If you wanted to insure that a program always caught the pulses from a rotary encoder, so that it never misses a pulse, it would make it very tricky to write a program to do anything else, because the program would need to constantly poll the sensor lines for the encoder, in order to catch pulses when they occurred. Other sensors have a similar interface dynamic too, such as trying to read a sound sensor that is trying to catch a click, or an infrared slot sensor (photo-interrupter) trying to catch a coin drop. In all of these situations, using an interrupt can free the microcontroller to get some other work done while not missing the input.

ISRs are special kinds of functions that have some unique limitations most other functions do not have. An ISR cannot have any parameters, and they shouldn't return anything.
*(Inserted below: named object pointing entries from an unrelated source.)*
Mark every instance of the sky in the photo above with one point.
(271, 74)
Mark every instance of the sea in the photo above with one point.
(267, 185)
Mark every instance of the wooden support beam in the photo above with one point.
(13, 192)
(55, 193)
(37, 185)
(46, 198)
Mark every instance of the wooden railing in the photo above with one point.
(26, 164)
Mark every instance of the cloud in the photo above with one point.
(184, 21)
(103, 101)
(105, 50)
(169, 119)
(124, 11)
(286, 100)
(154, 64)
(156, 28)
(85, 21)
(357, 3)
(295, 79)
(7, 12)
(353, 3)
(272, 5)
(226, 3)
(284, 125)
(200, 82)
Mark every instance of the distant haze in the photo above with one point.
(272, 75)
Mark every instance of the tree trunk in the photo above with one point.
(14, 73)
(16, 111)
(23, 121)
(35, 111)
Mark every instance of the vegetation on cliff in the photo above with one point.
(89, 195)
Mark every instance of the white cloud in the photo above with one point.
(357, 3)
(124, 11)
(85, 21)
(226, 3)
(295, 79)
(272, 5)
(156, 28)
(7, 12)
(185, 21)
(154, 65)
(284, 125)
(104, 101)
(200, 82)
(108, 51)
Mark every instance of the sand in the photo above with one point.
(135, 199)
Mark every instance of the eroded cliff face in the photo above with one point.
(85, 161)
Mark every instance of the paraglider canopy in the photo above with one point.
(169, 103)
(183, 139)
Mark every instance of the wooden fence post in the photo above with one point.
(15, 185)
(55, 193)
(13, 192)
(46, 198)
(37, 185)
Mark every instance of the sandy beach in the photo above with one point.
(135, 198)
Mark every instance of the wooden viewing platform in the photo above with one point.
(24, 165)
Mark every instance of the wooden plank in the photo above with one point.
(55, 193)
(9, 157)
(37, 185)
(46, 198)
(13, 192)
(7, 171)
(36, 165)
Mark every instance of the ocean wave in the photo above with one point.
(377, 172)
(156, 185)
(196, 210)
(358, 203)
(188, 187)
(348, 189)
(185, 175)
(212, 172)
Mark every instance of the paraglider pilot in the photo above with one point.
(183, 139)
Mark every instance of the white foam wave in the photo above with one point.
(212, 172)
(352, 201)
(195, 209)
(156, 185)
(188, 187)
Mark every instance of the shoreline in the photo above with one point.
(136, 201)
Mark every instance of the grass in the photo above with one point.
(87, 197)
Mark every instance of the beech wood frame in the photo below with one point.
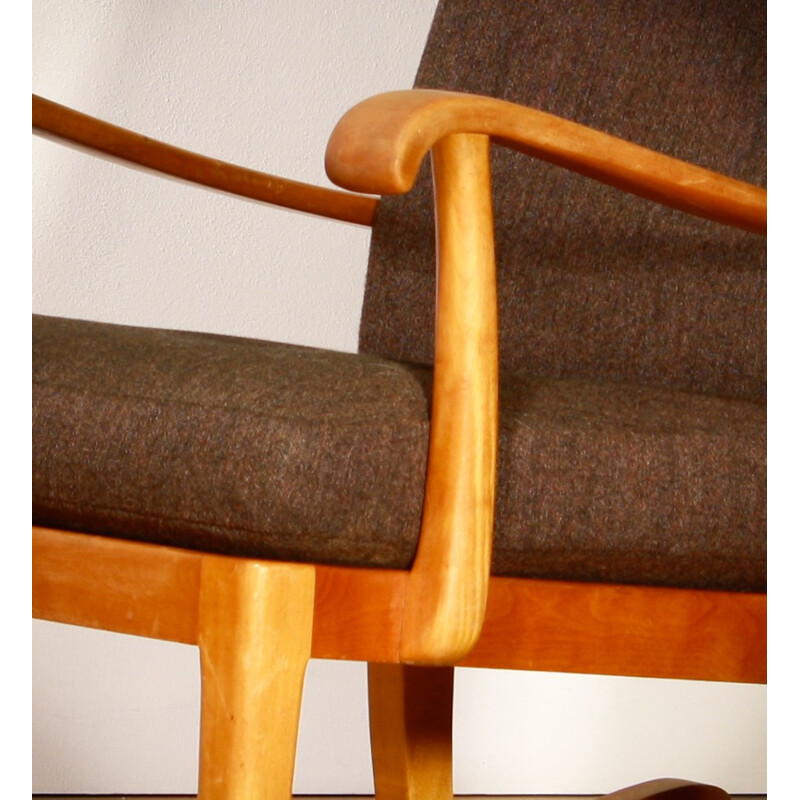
(257, 623)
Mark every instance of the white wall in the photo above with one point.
(261, 84)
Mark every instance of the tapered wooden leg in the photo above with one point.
(411, 725)
(255, 629)
(669, 789)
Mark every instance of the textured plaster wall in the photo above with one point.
(262, 84)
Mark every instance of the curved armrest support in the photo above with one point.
(378, 147)
(111, 140)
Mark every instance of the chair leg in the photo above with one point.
(255, 627)
(411, 726)
(669, 789)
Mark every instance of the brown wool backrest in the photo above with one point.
(594, 283)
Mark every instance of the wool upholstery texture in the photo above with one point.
(633, 344)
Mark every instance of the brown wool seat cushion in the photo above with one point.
(277, 451)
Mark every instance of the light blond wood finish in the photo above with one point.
(669, 789)
(255, 641)
(449, 580)
(379, 145)
(538, 625)
(115, 585)
(111, 140)
(607, 629)
(411, 728)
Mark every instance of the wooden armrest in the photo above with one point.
(378, 147)
(110, 140)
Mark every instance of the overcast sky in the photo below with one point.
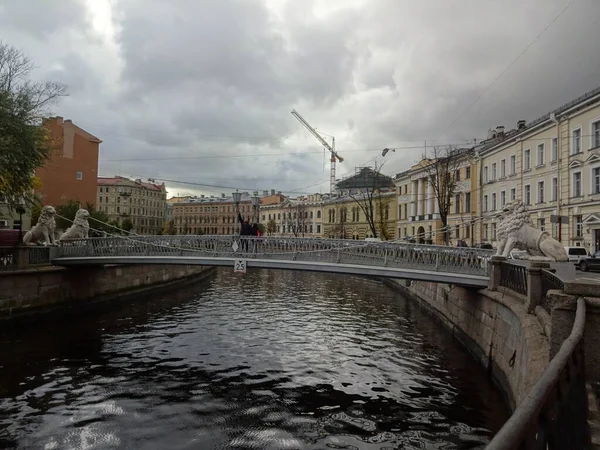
(201, 91)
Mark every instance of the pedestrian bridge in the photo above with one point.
(453, 265)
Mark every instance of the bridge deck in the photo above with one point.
(461, 266)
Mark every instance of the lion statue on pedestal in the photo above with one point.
(516, 231)
(44, 229)
(80, 228)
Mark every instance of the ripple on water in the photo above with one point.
(270, 360)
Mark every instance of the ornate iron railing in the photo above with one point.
(549, 281)
(514, 277)
(383, 254)
(554, 415)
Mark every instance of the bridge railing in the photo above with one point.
(554, 415)
(384, 254)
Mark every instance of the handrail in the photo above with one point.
(524, 430)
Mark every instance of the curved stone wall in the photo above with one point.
(494, 327)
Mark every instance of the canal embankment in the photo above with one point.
(496, 329)
(43, 288)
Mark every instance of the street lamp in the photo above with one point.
(21, 211)
(237, 196)
(256, 206)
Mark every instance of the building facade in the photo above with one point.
(345, 217)
(145, 204)
(72, 169)
(211, 214)
(299, 217)
(553, 165)
(418, 212)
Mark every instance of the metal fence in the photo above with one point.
(514, 277)
(383, 254)
(33, 256)
(554, 415)
(549, 281)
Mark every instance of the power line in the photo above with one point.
(508, 67)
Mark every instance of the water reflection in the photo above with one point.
(265, 360)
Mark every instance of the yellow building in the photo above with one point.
(145, 204)
(553, 165)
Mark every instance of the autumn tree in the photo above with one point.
(25, 144)
(365, 188)
(441, 168)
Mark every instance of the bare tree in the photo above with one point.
(441, 168)
(296, 219)
(365, 189)
(24, 144)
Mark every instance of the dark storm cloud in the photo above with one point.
(183, 79)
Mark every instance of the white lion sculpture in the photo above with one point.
(516, 231)
(44, 229)
(80, 228)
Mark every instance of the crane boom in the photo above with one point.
(331, 148)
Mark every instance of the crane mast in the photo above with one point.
(331, 148)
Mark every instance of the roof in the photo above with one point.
(114, 181)
(366, 178)
(490, 143)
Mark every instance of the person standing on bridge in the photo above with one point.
(246, 230)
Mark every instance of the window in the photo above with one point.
(577, 184)
(596, 180)
(541, 160)
(578, 226)
(542, 224)
(576, 145)
(596, 134)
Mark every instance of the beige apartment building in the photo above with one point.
(144, 203)
(553, 165)
(298, 217)
(418, 209)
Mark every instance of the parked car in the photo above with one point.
(591, 263)
(576, 254)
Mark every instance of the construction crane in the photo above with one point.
(331, 148)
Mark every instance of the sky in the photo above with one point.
(198, 93)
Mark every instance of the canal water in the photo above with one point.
(265, 360)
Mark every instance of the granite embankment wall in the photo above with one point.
(494, 327)
(26, 291)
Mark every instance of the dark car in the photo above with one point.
(591, 263)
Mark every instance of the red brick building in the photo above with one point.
(71, 173)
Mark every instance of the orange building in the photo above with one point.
(71, 172)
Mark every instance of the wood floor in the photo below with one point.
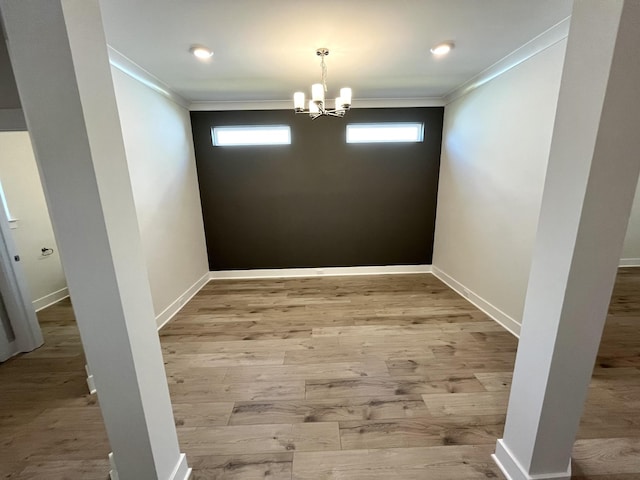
(343, 378)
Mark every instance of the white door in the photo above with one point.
(19, 328)
(7, 336)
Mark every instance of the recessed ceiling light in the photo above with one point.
(201, 52)
(442, 48)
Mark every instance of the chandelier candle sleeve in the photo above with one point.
(345, 96)
(317, 92)
(298, 101)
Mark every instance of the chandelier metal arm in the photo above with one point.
(317, 104)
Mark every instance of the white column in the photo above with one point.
(591, 179)
(59, 55)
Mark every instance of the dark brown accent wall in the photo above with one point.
(318, 202)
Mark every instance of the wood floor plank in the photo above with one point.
(328, 410)
(408, 385)
(271, 466)
(372, 368)
(204, 392)
(259, 370)
(482, 403)
(259, 439)
(417, 463)
(202, 414)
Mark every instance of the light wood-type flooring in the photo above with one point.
(328, 378)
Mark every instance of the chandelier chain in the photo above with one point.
(324, 73)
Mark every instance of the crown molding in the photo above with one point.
(135, 71)
(546, 39)
(288, 104)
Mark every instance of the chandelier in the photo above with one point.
(317, 104)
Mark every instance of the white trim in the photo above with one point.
(135, 71)
(113, 473)
(288, 104)
(12, 120)
(318, 272)
(182, 470)
(91, 383)
(513, 470)
(546, 39)
(630, 262)
(168, 313)
(494, 312)
(50, 299)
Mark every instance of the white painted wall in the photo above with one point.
(495, 150)
(631, 250)
(159, 146)
(25, 198)
(494, 156)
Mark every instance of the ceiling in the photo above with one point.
(265, 49)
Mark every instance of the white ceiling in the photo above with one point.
(265, 49)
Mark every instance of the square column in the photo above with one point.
(59, 55)
(592, 175)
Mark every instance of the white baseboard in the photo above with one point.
(513, 470)
(630, 262)
(169, 312)
(113, 473)
(182, 470)
(50, 299)
(494, 312)
(318, 272)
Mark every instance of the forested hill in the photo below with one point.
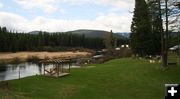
(97, 33)
(45, 41)
(92, 33)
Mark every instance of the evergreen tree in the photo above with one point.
(141, 36)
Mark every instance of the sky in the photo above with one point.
(66, 15)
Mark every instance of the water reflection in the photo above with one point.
(16, 71)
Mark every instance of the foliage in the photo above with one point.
(141, 36)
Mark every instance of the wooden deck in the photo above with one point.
(55, 75)
(59, 70)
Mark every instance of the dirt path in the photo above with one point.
(42, 55)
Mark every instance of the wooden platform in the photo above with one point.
(60, 75)
(59, 70)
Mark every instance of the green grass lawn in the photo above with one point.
(116, 79)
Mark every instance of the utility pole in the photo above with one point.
(162, 36)
(166, 35)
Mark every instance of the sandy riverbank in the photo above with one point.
(42, 55)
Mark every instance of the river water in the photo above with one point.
(11, 71)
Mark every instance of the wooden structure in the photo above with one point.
(60, 67)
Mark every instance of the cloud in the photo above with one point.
(48, 6)
(118, 4)
(1, 5)
(112, 21)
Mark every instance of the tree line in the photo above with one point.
(148, 35)
(153, 20)
(44, 41)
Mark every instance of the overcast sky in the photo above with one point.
(66, 15)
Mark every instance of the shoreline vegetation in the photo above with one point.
(7, 57)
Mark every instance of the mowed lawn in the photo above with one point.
(117, 79)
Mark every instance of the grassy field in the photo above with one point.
(116, 79)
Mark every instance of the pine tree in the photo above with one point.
(141, 36)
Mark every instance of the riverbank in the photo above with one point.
(23, 56)
(120, 78)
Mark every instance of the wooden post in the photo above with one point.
(44, 68)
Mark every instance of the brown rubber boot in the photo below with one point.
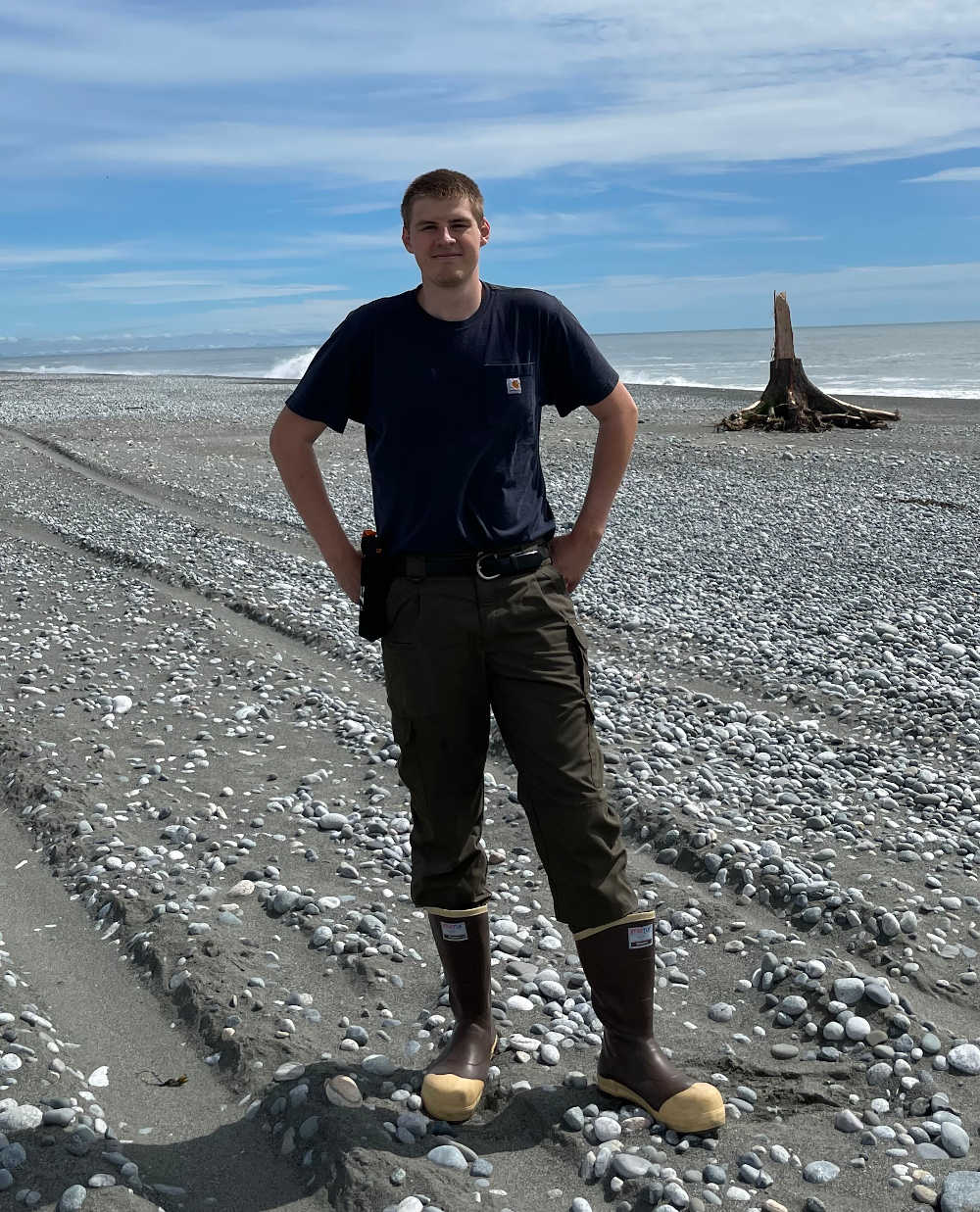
(454, 1083)
(618, 964)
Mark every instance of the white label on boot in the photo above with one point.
(641, 936)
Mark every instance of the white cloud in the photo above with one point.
(851, 290)
(948, 174)
(148, 287)
(509, 87)
(22, 259)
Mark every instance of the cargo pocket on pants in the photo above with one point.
(580, 650)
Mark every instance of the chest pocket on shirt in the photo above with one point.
(510, 393)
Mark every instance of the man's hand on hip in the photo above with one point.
(347, 571)
(571, 556)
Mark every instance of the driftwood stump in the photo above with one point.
(790, 402)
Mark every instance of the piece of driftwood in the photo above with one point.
(791, 402)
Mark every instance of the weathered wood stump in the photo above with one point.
(791, 402)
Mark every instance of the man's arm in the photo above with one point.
(291, 445)
(617, 427)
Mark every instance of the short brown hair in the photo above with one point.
(443, 183)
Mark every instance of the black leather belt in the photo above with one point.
(485, 565)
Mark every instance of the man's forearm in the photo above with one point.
(302, 480)
(613, 445)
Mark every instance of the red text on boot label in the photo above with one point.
(641, 936)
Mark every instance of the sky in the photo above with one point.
(222, 173)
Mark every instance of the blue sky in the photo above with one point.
(230, 173)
Generally, an ISR should be as short and fast as possible. If your sketch uses multiple ISRs, only one can run at a time, other interrupts will be executed after the current one finishes in an order that depends on the priority they have. millis() relies on interrupts to count, so it will never increment inside an ISR. Since delay() requires interrupts to work, it will not work if called inside an ISR. micros() works initially, but will start behaving erratically after 1-2 ms. delayMicroseconds() does not use any counter, so it will work as normal.


Syntax

   attachInterrupt(pin, function, mode)

Parameter

   pin:	the pin number	(Arduino Due, Zero, MKR1000 only)
   function :	the ISR to call when the interrupt occurs; this function must take no parameters and return nothing. This function is sometimes referred to as an interrupt service routine.
   mode:defines when the interrupt should be triggered. Four constants are predefined as valid values:
         LOW to trigger the interrupt whenever the pin is low,
         CHANGE to trigger the interrupt whenever the pin changes value
         RISING to trigger when the pin goes from low to high,
         FALLING for when the pin goes from high to low.

Returns

   None

Note

   Inside the attached function, delay() won't work and the value returned by millis() will not increment. Serial data received while in the function may be lost. You should declare as volatile any variables that you modify within the attached function. See the section on ISRs below for more information.

Example

int pin = 13;
volatile int state = LOW;
 
void setup()
{
  pinMode(pin, OUTPUT);
  attachInterrupt(0, blink, CHANGE);
}
 
void loop()
{
  digitalWrite(pin, state);
}
 
void blink()
{
  state = !state;
}

detachInterrupt()

Description

   Turns off the given interrupt.

Syntax

   detachInterrupt(interrupt)

Parameters

   interrupt:the pin number of the interrupt to disable (Arduino Due only)

Returns

   None